When that fame reaches the ears of Pastor Roger, he flies to Nevada to preach in person against the scourge of these deadbeats living in houses that don’t even belong to them — houses that coincidentally sit atop land recently purchased by two of his followers, billionaire sisters with an enthusiasm for fracking. “People helping people?” he intones, disdainfully repeating the new Valence mantra. “I don’t hear any inch of room in there for God. This is secularism run amok, the gravest threat to God’s fabric since Joseph Stalin and Adolf Hitler and Osama bin Laden themselves.”

All the plot-arrows eventually converge in an Occupy-style showdown in Valence. And this is where Greenfeld’s struggles with characterization create an interesting problem. Certainly our time, and our system of values, is ripe for satire, but can a novel’s conflict read as morally genuine when some of its fictional figures are satirical and others are not? Greenfeld is dealing not in realistic characters per se but in archetypes (even Richie, though more rounded than the others, is a version of the cynical-writer figure, an archetype unto itself), which is fine except that those archetypes come in two economically segregated varieties. All of the poor characters are relentlessly sentimentalized; they are ennobled by their hardship, and despite the pressures of the life they live, they never speak or behave less than perfectly generously. The rich characters, meanwhile, such as Pastor Roger and Arthur Mack, are broad cartoons. That broadness doesn’t always serve its purpose: the suggestion, for example, that Arthur is so stupid that he mixes up the words “drama” and “trauma,” or that “it could take him a good ninety seconds to calculate twenty-two percent of a restaurant check,” is a lazy way of indicting the power structure Greenfeld wants to attack. Most of the masters of our financial universe, after all, are pretty smart — intelligence, like courage, being an ethically neutral value.

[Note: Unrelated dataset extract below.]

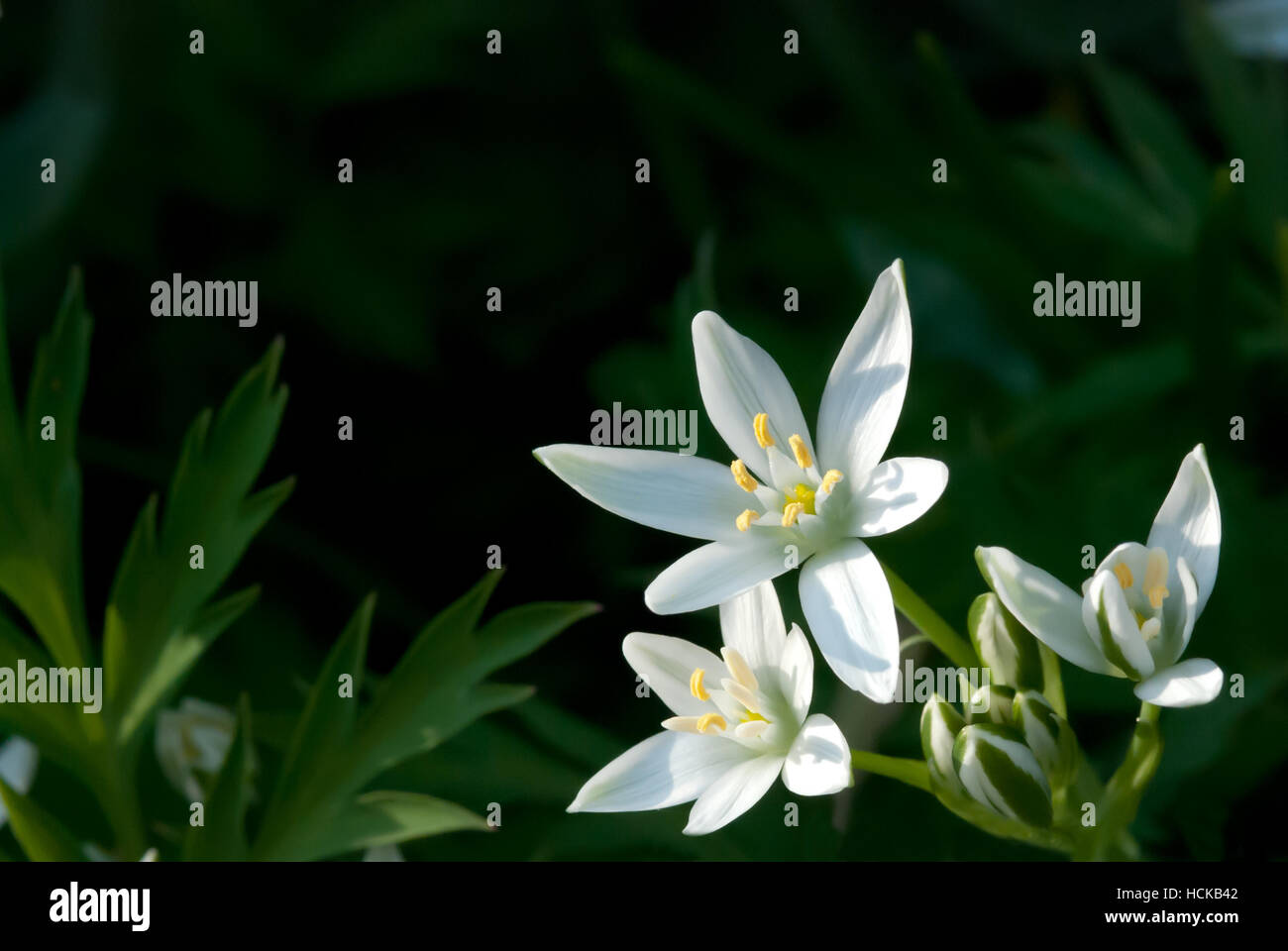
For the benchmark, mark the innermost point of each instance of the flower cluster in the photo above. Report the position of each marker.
(741, 719)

Though the moral terms of the novel’s central conflict are never in doubt, its dramatic outcome is not so certain. With Republican congressmen in Washington proposing drone strikes on Valence, Pastor Roger and others seize on a pretext for police action, suggesting that Arthur Mack’s children (who have run away from him and are enjoying life among the poor) have been “kidnapped.” “If these subprimes were allowed to set up their own city,” Pastor Roger stews, “then subprimes everywhere would feel empowered to undermine authority, and then what kind of society would we have?” Meanwhile, Sargam confers with another Valence resident:

“Do you think this can last?” Sargam asked. “I’ve been riding around, and this is the first place I’ve come to where it seems to be working . . . this communal sort of life, share and share alike. It’s a place built on fairness.”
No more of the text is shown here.